Smart mobility is another growing industry. It includes not only internet-connected cars but new solutions for disabled people, new transportation options, and even the infrastructure of whole cities.

For many seniors, ability to leave their homes to visit their friends and family, to go shopping or to see a doctor means the difference between staying at home and the necessity to move into assisted living houses. The vast majority of the elderly prefers aging in places where they feel comfortable, knowing their neighborhoods, people around and their home surroundings. In addition, Semico Research and Consulting found that median household wealth among the elderly is more than 1,000 percent greater for those who stay at home compared to seniors who move into nursing facilities for more than 180 days.

Unfortunately, decreasing vision, dementia, Alzheimer and other diseases make it challenging for millions of people to live independently. According to the Community Transportation Association of America, 26 millions of older adults depend on others for their mobility. It leads to lost social connections, depression, lower physical activity and in general, a significant decline in the overall quality of life. Technological innovations can help in solving this problem.

Car-hailing companies such as Uber and Lyft recognize an opportunity in the senior’s market by testing new programs which offer transportation for non-emergency medical appointments.

Vehicles are increasingly becoming “computers on wheels”. The media and technology enthusiasts are excited about the future of autonomous driving. Major car manufacturers are already employing a number of connectivity solutions in their new models. General Motors, for example, has signed a partnership agreement with IBM to provide personalized in-car experiences for drivers through IBM’s Watson artificial intelligence technology.

At the same time, the majority of Americans can’t afford to buy new cars on a regular basis. Right now, an average age of vehicles in the U.S. is more than 11 years. One of the recent studies predicts that in five years, 81 million of cars will be 16 years or older. So, there is a huge demand for an affordable solution which would improve driving experiences for the owners of old cars.

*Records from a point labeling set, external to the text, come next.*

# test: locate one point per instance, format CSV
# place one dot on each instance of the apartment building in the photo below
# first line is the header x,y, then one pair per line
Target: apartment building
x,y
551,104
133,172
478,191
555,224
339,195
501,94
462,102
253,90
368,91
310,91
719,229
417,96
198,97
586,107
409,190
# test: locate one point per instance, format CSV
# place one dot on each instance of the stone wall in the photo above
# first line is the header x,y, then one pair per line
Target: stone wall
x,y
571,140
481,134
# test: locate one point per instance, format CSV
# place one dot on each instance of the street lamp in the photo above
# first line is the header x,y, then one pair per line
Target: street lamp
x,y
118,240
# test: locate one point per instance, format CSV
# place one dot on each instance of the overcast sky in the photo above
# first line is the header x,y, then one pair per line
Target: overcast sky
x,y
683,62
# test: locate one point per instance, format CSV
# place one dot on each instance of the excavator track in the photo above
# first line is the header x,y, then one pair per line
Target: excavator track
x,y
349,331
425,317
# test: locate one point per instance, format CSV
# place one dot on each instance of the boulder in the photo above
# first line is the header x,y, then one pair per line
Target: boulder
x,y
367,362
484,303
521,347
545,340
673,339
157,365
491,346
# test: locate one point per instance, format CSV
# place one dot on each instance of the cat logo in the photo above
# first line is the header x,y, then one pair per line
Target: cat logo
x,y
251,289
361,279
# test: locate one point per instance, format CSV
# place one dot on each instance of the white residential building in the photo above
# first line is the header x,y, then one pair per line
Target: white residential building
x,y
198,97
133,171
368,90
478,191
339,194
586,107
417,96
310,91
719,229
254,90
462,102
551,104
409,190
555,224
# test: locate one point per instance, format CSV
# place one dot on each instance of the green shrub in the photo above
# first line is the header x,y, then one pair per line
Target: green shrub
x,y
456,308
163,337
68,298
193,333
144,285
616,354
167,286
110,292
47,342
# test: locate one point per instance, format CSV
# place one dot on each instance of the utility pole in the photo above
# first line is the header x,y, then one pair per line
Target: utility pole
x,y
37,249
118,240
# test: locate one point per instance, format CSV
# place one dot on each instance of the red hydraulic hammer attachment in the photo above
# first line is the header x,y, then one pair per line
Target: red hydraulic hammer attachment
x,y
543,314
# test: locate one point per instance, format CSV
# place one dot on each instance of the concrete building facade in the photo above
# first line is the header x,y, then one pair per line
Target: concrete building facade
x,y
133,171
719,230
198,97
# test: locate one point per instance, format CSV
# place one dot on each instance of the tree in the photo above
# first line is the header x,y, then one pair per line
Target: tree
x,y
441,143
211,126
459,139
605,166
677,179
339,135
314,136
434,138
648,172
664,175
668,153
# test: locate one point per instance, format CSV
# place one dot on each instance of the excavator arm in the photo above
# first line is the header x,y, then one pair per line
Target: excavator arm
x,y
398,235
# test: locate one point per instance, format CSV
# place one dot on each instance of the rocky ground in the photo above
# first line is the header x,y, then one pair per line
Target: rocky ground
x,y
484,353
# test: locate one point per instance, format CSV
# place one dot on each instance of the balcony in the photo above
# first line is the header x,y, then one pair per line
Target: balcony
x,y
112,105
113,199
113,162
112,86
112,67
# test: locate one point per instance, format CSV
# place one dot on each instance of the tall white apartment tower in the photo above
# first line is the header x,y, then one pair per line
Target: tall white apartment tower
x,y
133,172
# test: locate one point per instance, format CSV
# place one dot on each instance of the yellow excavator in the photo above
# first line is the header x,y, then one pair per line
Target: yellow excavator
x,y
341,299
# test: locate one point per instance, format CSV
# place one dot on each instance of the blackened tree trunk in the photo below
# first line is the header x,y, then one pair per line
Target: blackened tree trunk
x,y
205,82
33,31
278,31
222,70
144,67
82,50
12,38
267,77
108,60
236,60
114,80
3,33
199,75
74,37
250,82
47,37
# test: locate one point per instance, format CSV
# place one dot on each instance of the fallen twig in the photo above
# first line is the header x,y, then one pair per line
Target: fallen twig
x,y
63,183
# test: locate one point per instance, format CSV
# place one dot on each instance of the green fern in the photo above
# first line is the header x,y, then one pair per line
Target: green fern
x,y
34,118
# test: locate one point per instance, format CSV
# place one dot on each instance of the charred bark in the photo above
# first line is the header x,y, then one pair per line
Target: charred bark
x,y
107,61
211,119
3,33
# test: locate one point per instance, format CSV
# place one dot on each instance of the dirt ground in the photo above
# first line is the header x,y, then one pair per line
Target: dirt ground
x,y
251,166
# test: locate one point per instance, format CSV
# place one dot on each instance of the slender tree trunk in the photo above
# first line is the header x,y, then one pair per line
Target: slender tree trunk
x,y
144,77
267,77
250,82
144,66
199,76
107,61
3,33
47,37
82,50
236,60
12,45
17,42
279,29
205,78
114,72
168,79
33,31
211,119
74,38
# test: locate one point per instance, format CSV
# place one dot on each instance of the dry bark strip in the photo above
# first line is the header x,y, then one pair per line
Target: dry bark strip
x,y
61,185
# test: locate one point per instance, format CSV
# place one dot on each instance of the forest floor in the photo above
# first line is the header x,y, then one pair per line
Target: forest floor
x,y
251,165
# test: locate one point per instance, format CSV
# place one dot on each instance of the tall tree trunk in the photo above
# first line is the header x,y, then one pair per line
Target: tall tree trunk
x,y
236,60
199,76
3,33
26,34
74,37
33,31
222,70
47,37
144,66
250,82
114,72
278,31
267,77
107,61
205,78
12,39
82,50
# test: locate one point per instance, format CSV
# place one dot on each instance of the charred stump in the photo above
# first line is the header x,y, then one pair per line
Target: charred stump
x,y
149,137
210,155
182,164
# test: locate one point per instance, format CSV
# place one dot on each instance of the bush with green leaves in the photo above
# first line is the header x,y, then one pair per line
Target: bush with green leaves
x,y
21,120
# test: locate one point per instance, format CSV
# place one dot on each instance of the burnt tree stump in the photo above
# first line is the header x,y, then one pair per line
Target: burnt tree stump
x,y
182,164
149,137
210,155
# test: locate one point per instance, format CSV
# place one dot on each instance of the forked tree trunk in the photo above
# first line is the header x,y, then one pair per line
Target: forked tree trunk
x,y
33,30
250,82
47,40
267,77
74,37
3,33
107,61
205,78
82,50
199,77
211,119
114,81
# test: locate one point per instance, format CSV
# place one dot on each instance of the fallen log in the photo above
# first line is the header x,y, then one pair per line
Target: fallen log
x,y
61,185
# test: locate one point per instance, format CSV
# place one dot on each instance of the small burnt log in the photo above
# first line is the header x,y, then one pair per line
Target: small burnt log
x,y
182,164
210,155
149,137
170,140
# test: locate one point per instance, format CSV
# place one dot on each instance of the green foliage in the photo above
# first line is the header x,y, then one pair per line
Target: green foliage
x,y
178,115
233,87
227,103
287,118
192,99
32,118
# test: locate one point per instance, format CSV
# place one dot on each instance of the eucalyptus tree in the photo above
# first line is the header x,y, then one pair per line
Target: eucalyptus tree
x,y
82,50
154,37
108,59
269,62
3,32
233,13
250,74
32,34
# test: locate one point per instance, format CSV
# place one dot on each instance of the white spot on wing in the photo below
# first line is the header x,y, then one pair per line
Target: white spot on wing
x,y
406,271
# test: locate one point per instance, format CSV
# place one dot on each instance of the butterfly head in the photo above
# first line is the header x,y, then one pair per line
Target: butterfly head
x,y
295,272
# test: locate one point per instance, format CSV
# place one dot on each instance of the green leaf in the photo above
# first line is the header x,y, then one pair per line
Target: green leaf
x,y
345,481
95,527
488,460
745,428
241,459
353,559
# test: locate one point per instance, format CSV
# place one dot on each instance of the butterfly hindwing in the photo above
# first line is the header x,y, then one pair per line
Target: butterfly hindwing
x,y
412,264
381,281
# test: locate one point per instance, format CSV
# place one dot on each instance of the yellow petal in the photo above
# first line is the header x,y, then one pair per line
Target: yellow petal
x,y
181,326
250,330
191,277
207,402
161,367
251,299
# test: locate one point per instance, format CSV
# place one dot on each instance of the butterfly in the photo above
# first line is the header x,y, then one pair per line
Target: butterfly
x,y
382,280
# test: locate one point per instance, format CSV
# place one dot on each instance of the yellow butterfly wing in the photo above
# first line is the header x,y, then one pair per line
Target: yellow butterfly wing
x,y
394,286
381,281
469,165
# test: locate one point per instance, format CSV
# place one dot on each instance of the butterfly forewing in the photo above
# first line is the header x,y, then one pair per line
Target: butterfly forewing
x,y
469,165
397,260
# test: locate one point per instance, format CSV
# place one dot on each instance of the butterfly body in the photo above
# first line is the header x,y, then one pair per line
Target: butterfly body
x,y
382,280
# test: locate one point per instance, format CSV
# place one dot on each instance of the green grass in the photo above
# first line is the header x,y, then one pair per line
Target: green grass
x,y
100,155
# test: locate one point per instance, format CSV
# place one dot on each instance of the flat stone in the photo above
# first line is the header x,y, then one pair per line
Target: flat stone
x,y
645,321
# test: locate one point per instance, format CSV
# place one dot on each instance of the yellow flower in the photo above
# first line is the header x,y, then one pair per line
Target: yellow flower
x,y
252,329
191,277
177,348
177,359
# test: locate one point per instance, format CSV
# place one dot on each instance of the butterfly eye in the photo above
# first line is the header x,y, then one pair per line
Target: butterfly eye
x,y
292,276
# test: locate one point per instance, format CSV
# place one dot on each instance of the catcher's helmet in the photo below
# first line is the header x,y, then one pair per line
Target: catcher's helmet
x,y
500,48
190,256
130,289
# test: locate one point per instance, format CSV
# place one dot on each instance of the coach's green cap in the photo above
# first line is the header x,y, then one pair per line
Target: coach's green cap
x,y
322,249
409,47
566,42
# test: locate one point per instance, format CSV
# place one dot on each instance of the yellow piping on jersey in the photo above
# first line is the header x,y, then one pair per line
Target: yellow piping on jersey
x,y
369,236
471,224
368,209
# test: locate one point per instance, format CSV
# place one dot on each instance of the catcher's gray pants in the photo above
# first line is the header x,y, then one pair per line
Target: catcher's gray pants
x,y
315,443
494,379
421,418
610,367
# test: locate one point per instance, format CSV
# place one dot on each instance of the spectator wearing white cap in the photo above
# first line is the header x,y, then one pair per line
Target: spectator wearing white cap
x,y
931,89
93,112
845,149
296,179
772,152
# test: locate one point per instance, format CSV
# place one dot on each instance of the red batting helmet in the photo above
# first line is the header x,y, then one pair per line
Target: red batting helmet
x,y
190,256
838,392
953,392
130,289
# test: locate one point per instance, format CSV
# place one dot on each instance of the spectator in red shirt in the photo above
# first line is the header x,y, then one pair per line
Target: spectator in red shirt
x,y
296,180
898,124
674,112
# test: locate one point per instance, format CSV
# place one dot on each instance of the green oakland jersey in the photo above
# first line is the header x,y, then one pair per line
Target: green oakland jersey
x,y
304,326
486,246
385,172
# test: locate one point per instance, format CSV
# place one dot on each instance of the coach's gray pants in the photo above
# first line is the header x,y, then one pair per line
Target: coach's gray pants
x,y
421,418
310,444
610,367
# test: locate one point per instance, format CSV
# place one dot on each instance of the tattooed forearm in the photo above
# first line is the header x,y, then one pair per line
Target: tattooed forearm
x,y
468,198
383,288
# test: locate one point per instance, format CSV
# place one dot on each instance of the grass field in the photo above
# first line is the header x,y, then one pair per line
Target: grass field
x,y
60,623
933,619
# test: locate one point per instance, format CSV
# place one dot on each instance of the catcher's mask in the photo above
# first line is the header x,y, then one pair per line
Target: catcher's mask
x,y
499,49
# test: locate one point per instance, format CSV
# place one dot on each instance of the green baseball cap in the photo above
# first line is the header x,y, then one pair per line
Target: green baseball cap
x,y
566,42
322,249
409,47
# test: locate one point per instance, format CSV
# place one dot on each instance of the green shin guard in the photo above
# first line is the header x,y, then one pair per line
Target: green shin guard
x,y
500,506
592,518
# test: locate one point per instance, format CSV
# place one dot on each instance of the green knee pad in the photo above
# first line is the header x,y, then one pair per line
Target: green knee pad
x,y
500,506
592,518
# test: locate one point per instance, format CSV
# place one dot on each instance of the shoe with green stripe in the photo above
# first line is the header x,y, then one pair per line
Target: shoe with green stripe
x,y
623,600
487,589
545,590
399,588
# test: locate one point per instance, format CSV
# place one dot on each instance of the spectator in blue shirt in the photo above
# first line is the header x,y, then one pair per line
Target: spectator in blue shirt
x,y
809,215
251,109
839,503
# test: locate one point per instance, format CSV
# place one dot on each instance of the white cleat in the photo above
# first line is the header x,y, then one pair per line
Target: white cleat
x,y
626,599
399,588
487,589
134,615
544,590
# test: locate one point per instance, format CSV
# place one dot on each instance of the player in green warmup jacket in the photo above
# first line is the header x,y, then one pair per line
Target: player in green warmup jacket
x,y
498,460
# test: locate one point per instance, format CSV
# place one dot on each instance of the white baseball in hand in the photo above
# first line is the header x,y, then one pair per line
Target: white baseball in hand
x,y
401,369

CarVi, a portable Advanced Driver’s Assistant Systems device, represents a possible answer to this need. Priced at $299, it uses artificial intelligence algorithm to turn any vehicle into a smart car. The system includes a small dashboard camera and an app to provide real-time safety assistance and to offer tailor-made intuitive coaching. If a vehicle gets involved in a car crash, the system will alert the insurance company and provide an exact location of the accident as well as the visual information about the event.

Magellan MiVie 480D, a set of the dashboard and rear view cameras, offers forward collision, lane departure, and driver’s fatigue alert as well as a high-resolution video recording which is helpful in a case of an accident.

Many elderly drivers have a slower reaction which leads to an increased danger of car accidents. In case of a collision, they are more likely to get severely injured due to fragility. So, plug-n-play devices adding safety features and improving the driving experience, in general, will be one of the fastest growing segments in the smart mobility industry.

Right now, 50-plus Americans represent 35 percent of the U.S. population, which is already a significant market to go after. Between 2015 and 2050, this cohort is projected to grow by 45 percent, versus only 13 percent growth of the younger population, according to “The Longevity Economy” paper published by AARP. Older adults represent 83 percent of the U.S. household health and not surprisingly, lead in consumer spending.

All these numbers suggest that we are going to see a significant growth in technologies improving the quality of life for the elderly. This is a smart strategy for both established global corporations and young startups. While it is not an easy task due to slower adoption rates and common distrust to technologies among this group, by educating them through their children, online and off-line friends and professional organizations, technology companies will attract a large and expanding, solvent customer base while immensely affecting lives of millions of people.